[Libclc-dev] [PATCH 7/7] Add vstore_half_rte implementation

Wed Jan 31 19:35:35 PST 2018

On Wed, 2018-01-31 at 23:11 +0100, Jeroen Ketema via Libclc-dev wrote:
> The comments on this patch set look a bit funny to me (multiline with
> stars as the left margin, don’t see much of that in LLVM).

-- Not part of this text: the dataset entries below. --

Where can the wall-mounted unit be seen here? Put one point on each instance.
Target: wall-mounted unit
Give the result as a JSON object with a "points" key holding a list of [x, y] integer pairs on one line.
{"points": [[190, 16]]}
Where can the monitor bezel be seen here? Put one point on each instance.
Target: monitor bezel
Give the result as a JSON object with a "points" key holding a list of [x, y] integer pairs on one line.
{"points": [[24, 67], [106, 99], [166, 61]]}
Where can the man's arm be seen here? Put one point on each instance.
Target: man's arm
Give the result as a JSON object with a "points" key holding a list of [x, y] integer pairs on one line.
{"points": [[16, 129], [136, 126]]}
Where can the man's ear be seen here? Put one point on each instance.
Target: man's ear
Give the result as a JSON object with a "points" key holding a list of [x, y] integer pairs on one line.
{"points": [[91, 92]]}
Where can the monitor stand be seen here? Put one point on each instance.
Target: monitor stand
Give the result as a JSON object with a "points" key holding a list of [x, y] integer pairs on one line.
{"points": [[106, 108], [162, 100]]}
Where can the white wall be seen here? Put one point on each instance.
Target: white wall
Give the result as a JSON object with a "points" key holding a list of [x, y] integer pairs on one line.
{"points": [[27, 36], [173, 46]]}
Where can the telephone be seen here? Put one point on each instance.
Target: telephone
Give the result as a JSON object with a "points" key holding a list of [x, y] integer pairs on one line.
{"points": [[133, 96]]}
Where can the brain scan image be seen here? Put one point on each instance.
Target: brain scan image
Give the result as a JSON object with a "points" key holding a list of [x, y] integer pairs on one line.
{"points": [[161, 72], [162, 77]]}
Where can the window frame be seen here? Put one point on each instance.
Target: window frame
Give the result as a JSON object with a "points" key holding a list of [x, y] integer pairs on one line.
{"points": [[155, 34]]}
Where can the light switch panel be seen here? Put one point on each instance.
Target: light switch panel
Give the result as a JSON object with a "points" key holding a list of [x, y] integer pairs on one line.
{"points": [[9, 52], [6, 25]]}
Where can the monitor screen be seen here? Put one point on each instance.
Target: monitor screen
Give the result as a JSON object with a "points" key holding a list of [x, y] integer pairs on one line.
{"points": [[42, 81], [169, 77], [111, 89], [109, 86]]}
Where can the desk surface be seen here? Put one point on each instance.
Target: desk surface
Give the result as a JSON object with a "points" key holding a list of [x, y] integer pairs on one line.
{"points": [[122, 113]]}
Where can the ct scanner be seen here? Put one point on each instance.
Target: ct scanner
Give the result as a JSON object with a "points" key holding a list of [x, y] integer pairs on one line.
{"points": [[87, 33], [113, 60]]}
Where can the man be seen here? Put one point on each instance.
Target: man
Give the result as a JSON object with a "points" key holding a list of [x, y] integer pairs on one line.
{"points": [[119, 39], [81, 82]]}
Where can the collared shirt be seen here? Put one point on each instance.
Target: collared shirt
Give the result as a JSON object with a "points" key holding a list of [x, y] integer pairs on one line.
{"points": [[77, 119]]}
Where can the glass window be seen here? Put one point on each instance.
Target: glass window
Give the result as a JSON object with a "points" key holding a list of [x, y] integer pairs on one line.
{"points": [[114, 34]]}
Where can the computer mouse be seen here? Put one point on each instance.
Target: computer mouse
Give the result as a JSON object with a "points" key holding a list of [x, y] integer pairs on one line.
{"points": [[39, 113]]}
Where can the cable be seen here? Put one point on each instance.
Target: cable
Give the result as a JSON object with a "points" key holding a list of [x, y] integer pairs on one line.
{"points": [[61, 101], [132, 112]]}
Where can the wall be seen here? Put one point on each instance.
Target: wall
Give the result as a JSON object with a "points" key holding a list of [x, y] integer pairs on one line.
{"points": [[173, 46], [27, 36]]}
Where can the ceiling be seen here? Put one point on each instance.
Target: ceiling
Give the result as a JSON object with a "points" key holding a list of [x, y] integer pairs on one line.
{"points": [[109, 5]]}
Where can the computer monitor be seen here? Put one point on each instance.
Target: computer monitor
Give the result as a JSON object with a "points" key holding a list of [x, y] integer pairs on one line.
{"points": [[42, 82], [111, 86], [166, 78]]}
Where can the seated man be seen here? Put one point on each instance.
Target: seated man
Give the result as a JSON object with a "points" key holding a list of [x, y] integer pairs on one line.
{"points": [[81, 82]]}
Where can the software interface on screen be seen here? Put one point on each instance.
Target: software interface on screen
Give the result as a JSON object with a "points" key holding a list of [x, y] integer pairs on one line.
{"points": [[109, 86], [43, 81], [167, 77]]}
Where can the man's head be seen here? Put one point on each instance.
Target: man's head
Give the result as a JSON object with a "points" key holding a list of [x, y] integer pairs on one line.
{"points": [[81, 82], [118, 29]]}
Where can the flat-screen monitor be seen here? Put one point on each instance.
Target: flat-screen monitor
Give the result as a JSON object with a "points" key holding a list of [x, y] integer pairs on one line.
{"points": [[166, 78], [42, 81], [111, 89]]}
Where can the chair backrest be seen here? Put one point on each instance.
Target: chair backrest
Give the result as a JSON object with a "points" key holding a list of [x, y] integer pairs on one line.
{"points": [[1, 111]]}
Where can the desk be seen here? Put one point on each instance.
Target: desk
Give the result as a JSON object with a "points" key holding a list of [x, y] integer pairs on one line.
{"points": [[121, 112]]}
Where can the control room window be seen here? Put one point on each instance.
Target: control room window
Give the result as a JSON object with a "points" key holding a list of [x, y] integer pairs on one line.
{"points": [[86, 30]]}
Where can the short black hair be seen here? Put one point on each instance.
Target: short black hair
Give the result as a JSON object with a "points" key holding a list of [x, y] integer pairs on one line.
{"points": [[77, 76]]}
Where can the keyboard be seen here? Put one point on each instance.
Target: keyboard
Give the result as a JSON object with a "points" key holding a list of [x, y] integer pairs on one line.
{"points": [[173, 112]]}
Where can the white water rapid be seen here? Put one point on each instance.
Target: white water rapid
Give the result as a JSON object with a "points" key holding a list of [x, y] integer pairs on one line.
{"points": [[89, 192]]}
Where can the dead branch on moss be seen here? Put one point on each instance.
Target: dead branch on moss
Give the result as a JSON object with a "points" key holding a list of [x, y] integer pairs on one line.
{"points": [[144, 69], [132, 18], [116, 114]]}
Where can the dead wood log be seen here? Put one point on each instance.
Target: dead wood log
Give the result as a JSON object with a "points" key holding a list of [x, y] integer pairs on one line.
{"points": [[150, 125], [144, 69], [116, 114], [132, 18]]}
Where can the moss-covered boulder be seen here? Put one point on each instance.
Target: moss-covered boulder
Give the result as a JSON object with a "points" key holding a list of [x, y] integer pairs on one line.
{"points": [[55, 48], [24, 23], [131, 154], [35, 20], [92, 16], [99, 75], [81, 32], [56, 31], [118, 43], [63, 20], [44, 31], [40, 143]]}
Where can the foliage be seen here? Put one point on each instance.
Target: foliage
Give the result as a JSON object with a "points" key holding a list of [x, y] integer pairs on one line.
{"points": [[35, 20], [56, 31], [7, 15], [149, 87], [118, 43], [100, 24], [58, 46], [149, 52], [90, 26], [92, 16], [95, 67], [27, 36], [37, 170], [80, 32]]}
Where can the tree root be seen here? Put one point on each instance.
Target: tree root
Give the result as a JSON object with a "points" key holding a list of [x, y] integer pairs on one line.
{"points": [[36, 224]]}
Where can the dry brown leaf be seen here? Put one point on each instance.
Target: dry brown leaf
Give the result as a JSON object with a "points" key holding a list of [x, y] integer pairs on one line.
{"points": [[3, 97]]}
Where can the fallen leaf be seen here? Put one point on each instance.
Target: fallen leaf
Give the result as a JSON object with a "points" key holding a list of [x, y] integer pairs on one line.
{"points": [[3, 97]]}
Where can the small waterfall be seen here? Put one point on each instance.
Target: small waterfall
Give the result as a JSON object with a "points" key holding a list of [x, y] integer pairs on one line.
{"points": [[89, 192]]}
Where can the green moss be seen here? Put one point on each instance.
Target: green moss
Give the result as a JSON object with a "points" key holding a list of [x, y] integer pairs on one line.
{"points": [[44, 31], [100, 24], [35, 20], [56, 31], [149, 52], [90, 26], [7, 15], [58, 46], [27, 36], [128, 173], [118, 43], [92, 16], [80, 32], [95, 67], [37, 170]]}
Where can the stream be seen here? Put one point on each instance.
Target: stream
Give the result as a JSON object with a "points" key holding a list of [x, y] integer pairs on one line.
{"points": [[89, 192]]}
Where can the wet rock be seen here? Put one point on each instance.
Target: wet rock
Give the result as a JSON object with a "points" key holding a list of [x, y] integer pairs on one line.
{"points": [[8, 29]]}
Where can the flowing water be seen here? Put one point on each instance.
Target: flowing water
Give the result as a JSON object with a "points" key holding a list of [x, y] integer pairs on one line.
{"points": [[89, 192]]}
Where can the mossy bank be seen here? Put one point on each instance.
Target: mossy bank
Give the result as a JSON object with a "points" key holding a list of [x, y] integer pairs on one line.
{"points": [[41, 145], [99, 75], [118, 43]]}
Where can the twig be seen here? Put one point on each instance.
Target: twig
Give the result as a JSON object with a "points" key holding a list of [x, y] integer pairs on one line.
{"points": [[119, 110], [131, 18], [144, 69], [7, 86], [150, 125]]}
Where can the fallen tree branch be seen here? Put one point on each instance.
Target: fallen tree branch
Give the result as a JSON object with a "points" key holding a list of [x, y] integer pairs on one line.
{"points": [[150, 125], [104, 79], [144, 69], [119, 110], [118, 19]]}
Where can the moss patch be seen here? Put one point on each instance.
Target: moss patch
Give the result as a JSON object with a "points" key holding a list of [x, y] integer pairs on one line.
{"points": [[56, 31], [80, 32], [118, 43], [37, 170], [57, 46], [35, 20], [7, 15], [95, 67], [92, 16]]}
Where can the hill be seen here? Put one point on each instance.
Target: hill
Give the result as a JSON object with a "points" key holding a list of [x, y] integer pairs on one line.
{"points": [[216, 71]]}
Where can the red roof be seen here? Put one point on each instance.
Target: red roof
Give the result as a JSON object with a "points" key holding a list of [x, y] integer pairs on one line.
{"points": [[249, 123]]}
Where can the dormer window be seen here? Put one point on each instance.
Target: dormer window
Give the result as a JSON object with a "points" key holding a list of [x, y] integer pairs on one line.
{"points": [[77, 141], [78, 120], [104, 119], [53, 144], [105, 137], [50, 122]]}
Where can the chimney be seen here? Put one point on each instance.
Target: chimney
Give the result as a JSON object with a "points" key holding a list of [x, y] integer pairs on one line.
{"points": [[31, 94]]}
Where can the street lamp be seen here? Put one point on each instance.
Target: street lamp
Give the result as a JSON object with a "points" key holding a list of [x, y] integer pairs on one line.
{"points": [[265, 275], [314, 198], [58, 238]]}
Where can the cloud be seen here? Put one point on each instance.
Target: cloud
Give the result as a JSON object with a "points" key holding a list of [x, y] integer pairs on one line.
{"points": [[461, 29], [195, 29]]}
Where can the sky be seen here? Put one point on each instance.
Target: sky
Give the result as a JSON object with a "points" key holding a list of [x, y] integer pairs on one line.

These follow other longer comments (such as in erf.cl/erfc.cl). LLVM is
in C++ so it prefers C++ style comments. I agree that libclc codestyle
is inconsistent and can use cleanup, but that's for another day.

> Otherwise, LGTM,

Thanks.

> although I cannot possibly comment on the implementations of the
> rounding functions (I assume these are pretty much standard?).

It's my own implementation, _rtz and _rti round to the nearest half
representable float in that direction (except for high order _rti which
relies on half conversion to convert to Inf).

_rtn/_rtp then just choose from the above too based on sign.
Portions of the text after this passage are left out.